Exxon Sparks IMF Concern With Weighty Returns in Tiny #Guyana - Bloomberg
Exxon Mobil Corp. got such a “favorable” deal from Guyana, home to the biggest new deepwater oil play, that the tiny South American country should rewrite its tax laws, the International Monetary Fund said.
While Guyana should honor the existing deal, future contracts should ensure the state gets a higher portion of crude proceeds, the fund said in a report seen by Bloomberg News. The country, South America’s third poorest with an average per capita income of around $4,000, has little experience of dealing with multinational behemoths such as Exxon.
Terms of the 2016 contract “are relatively favorable to investors by international standards,” the IMF said in a report prepared for Guyanese officials. “Existing production sharing agreements appear to enjoy royalty rates well below of what is observed internationally.”

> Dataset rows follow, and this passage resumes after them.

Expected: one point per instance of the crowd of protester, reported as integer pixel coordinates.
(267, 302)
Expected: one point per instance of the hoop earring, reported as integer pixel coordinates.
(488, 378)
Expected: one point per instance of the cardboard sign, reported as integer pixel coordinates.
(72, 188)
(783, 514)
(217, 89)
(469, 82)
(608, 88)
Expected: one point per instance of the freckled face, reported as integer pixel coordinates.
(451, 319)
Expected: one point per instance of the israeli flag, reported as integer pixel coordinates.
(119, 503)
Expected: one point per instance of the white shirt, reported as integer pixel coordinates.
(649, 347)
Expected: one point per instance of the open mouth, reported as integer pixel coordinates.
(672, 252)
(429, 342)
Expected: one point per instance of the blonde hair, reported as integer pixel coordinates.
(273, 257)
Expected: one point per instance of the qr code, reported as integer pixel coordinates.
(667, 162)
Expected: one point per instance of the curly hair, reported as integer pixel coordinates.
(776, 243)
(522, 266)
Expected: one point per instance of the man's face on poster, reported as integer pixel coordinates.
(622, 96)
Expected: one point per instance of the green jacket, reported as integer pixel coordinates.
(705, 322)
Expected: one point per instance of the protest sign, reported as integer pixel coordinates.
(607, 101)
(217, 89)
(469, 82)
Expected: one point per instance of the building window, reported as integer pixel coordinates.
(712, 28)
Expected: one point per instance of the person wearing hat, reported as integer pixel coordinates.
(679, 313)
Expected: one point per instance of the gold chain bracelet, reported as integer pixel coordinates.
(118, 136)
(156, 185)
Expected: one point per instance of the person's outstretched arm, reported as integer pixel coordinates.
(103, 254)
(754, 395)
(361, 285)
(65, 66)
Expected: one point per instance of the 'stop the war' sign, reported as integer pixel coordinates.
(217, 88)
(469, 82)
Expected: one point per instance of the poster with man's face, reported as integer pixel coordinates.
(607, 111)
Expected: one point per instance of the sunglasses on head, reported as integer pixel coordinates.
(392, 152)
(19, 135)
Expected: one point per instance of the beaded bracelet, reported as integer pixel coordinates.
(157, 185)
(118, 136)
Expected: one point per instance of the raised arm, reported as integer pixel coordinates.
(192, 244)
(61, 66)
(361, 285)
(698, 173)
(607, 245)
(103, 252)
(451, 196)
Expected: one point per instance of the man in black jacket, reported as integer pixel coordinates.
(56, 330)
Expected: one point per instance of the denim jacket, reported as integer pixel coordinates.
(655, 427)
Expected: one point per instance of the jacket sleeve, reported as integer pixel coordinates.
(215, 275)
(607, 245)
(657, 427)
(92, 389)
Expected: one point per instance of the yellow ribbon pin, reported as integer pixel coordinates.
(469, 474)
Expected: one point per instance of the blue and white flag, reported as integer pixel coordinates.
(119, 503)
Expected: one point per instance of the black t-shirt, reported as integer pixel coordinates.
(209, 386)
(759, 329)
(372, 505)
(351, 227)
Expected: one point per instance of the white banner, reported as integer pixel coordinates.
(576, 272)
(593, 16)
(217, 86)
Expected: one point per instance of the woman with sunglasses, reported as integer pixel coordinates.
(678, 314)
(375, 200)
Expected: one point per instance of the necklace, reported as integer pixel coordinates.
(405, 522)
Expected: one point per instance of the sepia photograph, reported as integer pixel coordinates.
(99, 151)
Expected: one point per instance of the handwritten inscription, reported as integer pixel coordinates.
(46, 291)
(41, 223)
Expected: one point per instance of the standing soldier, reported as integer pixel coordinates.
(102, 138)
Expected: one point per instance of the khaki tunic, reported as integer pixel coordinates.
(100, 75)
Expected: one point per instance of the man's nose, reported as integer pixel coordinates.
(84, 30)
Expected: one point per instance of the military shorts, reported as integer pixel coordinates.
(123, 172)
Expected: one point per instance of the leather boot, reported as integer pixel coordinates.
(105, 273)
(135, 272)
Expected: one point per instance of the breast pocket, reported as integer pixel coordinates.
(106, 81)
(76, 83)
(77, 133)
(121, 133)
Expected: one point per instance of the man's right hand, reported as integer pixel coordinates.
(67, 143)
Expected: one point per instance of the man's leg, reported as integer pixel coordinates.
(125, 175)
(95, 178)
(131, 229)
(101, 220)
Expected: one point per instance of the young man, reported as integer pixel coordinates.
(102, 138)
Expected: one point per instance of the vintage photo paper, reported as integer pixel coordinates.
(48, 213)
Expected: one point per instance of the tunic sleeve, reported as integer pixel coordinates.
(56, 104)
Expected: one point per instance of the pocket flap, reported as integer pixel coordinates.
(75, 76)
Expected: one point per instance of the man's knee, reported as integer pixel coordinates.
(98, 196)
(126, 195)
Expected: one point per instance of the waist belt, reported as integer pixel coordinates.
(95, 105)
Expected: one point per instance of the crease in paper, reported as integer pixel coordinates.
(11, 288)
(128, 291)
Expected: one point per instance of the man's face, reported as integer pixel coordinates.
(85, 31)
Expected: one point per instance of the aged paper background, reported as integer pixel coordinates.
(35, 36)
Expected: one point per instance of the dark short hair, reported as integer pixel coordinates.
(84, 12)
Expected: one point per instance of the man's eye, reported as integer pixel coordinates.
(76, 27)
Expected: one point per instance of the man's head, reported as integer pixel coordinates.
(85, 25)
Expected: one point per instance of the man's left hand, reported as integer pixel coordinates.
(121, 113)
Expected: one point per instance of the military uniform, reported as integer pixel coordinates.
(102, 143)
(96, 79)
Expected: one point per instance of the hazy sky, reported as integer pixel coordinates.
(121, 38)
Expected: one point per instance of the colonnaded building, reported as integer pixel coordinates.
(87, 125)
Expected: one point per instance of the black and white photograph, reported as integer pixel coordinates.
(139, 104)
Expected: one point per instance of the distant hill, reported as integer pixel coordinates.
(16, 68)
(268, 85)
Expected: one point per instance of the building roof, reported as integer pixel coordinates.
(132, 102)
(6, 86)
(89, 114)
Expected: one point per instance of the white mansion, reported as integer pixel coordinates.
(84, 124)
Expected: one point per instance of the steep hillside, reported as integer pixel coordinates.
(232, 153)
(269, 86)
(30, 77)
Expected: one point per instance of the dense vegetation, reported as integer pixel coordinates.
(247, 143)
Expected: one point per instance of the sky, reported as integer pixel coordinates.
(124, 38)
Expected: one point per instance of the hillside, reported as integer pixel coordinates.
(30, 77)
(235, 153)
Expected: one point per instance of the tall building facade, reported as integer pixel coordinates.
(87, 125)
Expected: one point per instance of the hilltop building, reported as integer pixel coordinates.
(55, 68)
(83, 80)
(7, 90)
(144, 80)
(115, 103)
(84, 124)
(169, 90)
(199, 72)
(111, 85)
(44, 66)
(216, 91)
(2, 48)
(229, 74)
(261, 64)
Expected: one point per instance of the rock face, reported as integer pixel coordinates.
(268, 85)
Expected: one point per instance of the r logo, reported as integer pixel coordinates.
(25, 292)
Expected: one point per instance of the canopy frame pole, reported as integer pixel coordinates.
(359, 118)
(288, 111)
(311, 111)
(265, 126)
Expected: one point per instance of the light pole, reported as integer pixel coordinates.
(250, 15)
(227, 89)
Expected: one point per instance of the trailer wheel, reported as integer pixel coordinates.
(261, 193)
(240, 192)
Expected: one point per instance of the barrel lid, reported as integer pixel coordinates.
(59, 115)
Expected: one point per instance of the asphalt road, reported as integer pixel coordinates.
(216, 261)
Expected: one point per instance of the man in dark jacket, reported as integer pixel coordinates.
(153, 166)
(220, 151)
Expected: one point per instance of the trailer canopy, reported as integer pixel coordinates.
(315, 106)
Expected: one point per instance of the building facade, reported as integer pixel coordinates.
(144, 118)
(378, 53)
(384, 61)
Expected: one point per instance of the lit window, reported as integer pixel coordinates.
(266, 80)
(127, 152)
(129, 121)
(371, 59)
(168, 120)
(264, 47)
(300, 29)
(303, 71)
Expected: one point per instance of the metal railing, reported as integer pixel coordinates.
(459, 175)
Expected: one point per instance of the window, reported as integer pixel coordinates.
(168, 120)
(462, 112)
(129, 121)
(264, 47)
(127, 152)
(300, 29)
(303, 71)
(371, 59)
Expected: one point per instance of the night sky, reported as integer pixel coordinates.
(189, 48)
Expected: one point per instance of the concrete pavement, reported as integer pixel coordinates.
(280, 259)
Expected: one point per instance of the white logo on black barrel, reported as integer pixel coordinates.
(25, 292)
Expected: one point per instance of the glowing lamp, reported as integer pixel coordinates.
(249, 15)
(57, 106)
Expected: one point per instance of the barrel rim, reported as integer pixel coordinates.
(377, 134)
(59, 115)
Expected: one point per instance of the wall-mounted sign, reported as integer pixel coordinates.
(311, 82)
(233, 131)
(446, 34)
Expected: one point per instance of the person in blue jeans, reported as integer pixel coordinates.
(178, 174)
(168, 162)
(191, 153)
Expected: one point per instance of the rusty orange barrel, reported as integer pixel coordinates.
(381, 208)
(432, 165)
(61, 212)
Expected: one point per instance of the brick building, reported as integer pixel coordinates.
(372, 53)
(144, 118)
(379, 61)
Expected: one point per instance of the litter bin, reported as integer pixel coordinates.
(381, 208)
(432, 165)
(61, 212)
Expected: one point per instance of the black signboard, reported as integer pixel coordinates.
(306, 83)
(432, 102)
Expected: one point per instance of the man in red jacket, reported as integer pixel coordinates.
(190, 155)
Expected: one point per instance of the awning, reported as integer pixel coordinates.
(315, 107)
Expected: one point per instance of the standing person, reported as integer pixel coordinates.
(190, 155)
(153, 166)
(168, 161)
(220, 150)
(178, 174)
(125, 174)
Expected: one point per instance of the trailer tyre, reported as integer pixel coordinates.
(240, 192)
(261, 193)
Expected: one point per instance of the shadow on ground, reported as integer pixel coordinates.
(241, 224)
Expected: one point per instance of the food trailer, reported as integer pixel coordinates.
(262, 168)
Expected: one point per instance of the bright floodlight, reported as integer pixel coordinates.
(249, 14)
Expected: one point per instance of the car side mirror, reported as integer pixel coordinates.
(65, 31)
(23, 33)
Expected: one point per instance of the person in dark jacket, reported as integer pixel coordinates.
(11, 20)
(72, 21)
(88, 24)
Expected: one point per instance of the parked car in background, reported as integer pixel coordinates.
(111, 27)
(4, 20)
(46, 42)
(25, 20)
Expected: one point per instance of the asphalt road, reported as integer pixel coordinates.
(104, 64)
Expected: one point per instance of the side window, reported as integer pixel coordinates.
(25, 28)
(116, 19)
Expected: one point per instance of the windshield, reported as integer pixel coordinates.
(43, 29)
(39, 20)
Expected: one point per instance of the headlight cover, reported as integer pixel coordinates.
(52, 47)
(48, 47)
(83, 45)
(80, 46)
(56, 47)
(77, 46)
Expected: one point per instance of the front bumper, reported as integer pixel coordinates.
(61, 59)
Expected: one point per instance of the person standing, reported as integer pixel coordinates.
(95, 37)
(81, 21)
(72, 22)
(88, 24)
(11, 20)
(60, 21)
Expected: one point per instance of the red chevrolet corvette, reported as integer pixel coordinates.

Open Oil, a Berlin-based company that advocates contract transparency, also found Guyana’s share of the #Stabroek was low compared with both established and early-stage producing countries. Guyana will receive 52 percent of positive cash flow over the life of Exxon’s initial project, compared with between 63 percent and 72 percent for developments in Liberia, Mauritania, Ghana, Senegal and Papua New Guinea, it said in a March report.
The Exxon contract, which was published on a government website last year, provides Guyana with a 2 percent royalty on sales and 50 percent of profitable oil, once costs are repaid. Exxon and its partners can only deduct three-quarters of their costs each year, giving the government some cash in the first years of the project.